Boost logo

Boost :

From: Yoni Lavi (l_yoni_at_[hidden])
Date: 2007-06-10 13:24:14


I hope I'm posting it to the correct newsgroup. I wanted to mail this
directly to the developer of boost::intrusive (Ion Gazta?aga), but I can't
find his e-mail anywhere, or any way to directly report the bug. I am not a
boost developer myself.

Position of a contained element modulo m (new_buckets_len) is known to
remain equal to its previous position modulo n (old_buckets_len) ONLY IF m <
n AND n %m == 0, but the latter condition isn't being checked.
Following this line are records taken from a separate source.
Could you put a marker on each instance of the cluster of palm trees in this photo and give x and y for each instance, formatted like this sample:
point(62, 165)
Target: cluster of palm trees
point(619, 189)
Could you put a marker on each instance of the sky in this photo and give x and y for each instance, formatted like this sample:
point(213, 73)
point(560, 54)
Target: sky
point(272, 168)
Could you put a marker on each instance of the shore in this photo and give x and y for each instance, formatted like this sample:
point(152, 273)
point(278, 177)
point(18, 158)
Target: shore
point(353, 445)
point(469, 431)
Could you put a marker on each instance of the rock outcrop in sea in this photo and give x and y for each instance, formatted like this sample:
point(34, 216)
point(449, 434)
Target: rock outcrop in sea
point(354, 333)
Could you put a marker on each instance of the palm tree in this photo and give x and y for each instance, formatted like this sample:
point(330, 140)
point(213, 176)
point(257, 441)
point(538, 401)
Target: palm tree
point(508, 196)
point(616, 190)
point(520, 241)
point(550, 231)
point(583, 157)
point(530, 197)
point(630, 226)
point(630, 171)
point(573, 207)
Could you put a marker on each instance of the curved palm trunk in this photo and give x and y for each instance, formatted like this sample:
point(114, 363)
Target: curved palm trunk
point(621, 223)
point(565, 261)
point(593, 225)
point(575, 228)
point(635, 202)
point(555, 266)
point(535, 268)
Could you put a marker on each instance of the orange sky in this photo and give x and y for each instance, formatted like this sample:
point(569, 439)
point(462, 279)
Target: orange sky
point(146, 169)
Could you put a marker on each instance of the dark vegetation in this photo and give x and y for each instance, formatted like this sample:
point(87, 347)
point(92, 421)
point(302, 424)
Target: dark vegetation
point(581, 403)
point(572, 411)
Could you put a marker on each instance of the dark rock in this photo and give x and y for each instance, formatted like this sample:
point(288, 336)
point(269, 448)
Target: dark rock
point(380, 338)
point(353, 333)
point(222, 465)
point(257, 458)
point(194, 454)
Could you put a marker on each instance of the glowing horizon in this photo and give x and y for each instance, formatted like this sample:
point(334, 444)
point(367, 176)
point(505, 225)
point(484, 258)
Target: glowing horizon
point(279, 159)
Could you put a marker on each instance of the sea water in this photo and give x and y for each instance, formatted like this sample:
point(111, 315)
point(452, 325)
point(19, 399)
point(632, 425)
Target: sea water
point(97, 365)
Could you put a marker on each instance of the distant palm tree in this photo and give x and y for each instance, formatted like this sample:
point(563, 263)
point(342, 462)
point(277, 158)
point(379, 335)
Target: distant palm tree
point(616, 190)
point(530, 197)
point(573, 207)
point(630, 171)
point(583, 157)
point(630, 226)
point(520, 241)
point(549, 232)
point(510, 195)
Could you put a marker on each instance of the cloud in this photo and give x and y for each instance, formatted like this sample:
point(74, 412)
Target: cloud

The code
assumes it can skip rehashing of m first buckets if m < n:

         //If we are shrinking the bucket array, just rehash the last nodes
         if(same_buffer && (old_buckets_len > new_buckets_len)){
            n = new_buckets_len;
         }
             //Iterate through nodes
         for(; n < old_buckets_len; ++n){
             ...
        }

Also, the following comment:
               //If this is a buffer expansion don't move if it's not
necessary
               if(same_buffer && new_n == n){
                  ++before_i;
               ...
Needs to be changed simply to "don't move if it's not necessary" - it needs
to be checked/may happen when shrinking the hash table also.

Here's a suggested bugfix:
- check if (old_bucket_len > new_buckets_len && 0 == old_bucket_len %
new_buckets_len).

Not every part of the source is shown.